MURCIA, 23 de enero.
La Guardia Civil ha llevado a cabo una importante operación destinada a desmantelar un presunto caso de explotación sexual en una vivienda de la huerta murciana, resultando en la detención de un individuo acusado de coacciones, amenazas y explotación. Esta información fue confirmada por fuentes oficiales del cuerpo de seguridad en un comunicado.
La investigación comenzó tras una llamada de auxilio realizada por una mujer al Centro Operativo Complejo de la Guardia Civil en Murcia ('062'), donde relató estar siendo forzada a ejercer la prostitución en una casa de la zona agrícola. Aseguró que deseaba abandonar el lugar, pero su "jefe" se lo impedía.
Una vez notificada la situación, un grupo de detectives de la Policía Judicial asumió el caso, presentando la información ante la autoridad judicial. Con la recopilación de las pruebas necesarias, el personal de la Guardia Civil llevó a cabo un registro en una finca situada en la pedanía de Alquerías, Murcia.
Durante la intervención, los agentes encontraron a dos mujeres y un hombre español que contaba con antecedentes relacionados con delitos similares.

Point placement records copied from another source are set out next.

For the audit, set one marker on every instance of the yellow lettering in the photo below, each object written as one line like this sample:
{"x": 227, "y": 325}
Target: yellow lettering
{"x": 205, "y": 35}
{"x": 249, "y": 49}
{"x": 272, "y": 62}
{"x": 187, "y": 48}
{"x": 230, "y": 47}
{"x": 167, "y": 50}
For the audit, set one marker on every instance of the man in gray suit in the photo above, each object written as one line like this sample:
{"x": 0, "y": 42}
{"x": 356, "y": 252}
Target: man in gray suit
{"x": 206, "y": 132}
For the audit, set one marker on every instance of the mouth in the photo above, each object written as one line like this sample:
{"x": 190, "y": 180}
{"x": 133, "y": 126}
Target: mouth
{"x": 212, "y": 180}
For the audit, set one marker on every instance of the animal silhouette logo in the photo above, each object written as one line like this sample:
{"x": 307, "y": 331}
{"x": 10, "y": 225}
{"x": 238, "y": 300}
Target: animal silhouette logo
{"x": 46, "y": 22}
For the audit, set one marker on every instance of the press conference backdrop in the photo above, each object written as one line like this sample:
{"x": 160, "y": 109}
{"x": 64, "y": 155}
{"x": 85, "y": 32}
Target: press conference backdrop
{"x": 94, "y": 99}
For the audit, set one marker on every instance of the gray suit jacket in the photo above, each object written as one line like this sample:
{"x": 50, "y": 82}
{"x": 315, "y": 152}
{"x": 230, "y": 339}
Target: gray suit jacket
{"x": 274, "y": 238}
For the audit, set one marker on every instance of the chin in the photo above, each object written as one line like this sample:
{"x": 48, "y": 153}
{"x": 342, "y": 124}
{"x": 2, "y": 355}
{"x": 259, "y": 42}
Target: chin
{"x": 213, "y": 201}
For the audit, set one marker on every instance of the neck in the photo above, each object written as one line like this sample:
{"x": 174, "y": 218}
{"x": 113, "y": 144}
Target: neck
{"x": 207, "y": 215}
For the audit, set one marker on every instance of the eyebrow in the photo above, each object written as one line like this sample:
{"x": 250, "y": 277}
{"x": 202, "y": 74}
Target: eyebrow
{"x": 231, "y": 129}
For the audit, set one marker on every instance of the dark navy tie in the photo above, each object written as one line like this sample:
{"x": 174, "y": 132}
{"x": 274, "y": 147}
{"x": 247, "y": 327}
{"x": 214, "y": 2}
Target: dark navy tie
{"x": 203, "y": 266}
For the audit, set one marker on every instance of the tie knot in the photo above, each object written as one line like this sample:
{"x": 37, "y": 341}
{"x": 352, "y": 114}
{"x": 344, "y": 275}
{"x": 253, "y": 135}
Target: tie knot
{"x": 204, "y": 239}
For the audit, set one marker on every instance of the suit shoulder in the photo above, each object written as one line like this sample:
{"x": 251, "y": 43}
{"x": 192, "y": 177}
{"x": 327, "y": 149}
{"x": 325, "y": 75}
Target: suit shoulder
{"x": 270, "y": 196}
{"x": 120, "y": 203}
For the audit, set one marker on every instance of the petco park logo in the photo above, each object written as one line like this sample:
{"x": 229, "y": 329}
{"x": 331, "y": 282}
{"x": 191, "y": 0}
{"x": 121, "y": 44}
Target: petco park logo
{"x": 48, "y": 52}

Este individuo es el presunto proxeneta que operaba bajo un control estricto sobre las mujeres, quienes eran sometidas a la prostitución.
El sospechoso poseía una libreta con anotaciones detalladas sobre los ingresos generados por cada una de las mujeres, así como la cantidad de dinero que él retenía de cada servicio, cifra que nunca era inferior al 50%. Este ejemplo de explotación económica revela el verdadero enfoque mercantilista del detenido hacia sus víctimas.
Las condiciones higiénicas de la vivienda en la que se realizaban estas actividades resultaron ser deplorables, lo que evidenciaba un "total desprecio" por la integridad y salud de las mujeres afectadas.
Según las investigaciones, el detenido solía captar a sus víctimas en lugares estratégicos donde era probable encontrar a personas en situación de vulnerabilidad, como centros de acogida o áreas frecuentadas por individuos sin hogar.
El proxeneta aprovechaba la precaria situación económica de las mujeres para atraparlas y, una vez en la vivienda, las obligaba a mantener relaciones sexuales con clientes a cualquier hora, tanto de día como de noche.
De cada servicio, el proxeneta se quedaba con, al menos, el 50% de las ganancias, además de ejercer coerción y amenazas para que las mujeres no pudieran escapar.
En el momento de la operación, los agentes encontraron a dos mujeres víctimas en el lugar, aunque la investigación ha revelado que al menos seis personas más podrían haber estado involucradas en esta organización delictiva.